A Different Kind of Arms Race for Our Community

There’s a man who sits near me at minyan who davens with his phone on the table in front of him. The screen stays on, split into four camera angles of the street outside, and he keeps an eye on it.

Sometimes, after I finish the amidah, my eyes wander over to the live feed. People shuffle by, heads buried in their devices and I imagine who they might be or where they might be going. Perhaps they’re hustling to a later service or heading home from a faster one. I don’t think anyone with evil intentions will appear. But the thought does enter my mind. Here to make time with The Great Surveillance Camera In The Sky, instead I catch myself looking over my shoulder. 

It seems like only yesterday that we were living and praying in a bubble of sweet naiveté.
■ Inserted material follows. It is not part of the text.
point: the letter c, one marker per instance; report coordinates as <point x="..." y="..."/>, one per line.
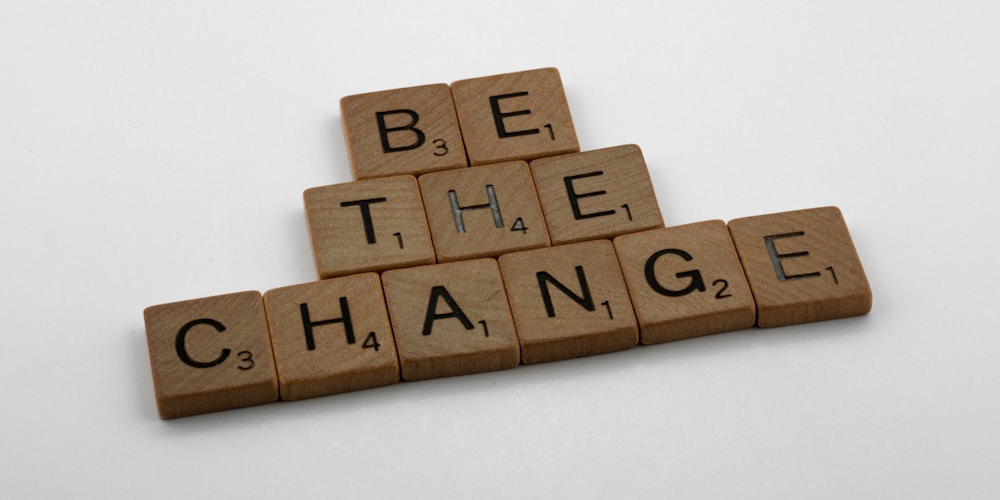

Times have changed. White supremacy is in bloom and is drawing oxygen from a toxic national discourse and a vacuum of moral leadership. The last year saw two of our holy spaces come under violent attack. Tree of Life is now the name of a massacre.

It has been 20 years and a few weeks since a man carrying an automatic rifle walked into the North Valley Jewish Community Center and opened fire, striking five people before fleeing. The gunman, bent on killing Jews, cased three other institutions first but found them well secured. He settled on the first soft target he could find. 

The attack has informed security policy at Los Angeles Jewish institutions ever since. The logic: Fortify yourself as well as, if not better than, your neighbor. What else explains the arms race now quietly unfolding between synagogues in my neighborhood? My shul installed security cameras only once the shul up the street had them. When one shul arms its guard, or adds a second, the others follow suit. The newest big shul on Pico Boulevard, with 8-foot cinder block walls could pass for a fallout compound. How far off are metal detectors?

“We will not defeat anti-Semitism with taller fences and more video cameras. We can’t just raise the drawbridge. We need offensive tactics, too.”

Even as our concerns become embedded in our architecture, things inside shul almost always feel the same. The cholent tastes the same, the niguns are the same. I avoid the same people and arrive during the same part of musaf. I’m glad we have someone at minyan with an eye on the door. I wouldn’t suggest that the threat against our places of worship does not warrant more rigorous security — of course it does. Feeling safe is essential to the work of connecting with God and with one another, even if our prayers betray a growing fear.

Consider, however, the implications of a strategy whose ethos is not outrunning the lion but outrunning the other human. Each new layer of security further isolates our communities from one another, weakening the exchange of knowledge, tradition and goodwill. I suspect I’m not the only Jew feeling less inclined to shul hop these days.

By insulating ourselves from danger, we wall ourselves off from the society we live in and remain responsible to. As Jewish culture is assailed and disinformation about us abounds, retreating from the public sphere runs contrary to our interests. We should be making ourselves more accessible, more inclusive, more involved in causes that are not our own. We will not defeat anti-Semitism with taller fences and more video cameras. We can’t just raise the drawbridge. We need offensive tactics; a corresponding arms race,  friendlier competition between our beloved institutions to fortify the values that make our community worth protecting.

Maybe Judaism has to circle the wagons but why not make one giant circle instead of a thousand smaller ones? Orthodox shuls should partner with other Orthodox shuls but they also should be organizing charity events with Reform congregations and symposia with Conservative temples. We must insist on finding religious and cultural common ground  because we need one another more than we realize.

This is the moment to emphasize interfaith and cross-cultural outreach. These engagements  humanize the stranger, strengthen alliances and remind us that we’re not going it alone. We can’t just ask other groups to show up for us. We have to show up for them, too.

When we build a wall between ourselves and society, we might become less vulnerable to the symptoms of hate — an armed guard deters a would-be attacker — but we become more susceptible to contracting the disease. No culture, religion, political identity or level of observance makes one safe from developing xenophobia, racism or apathy. That means all of us have to be not only vigilant in rooting out those strains of thought, but proactive in warding them off.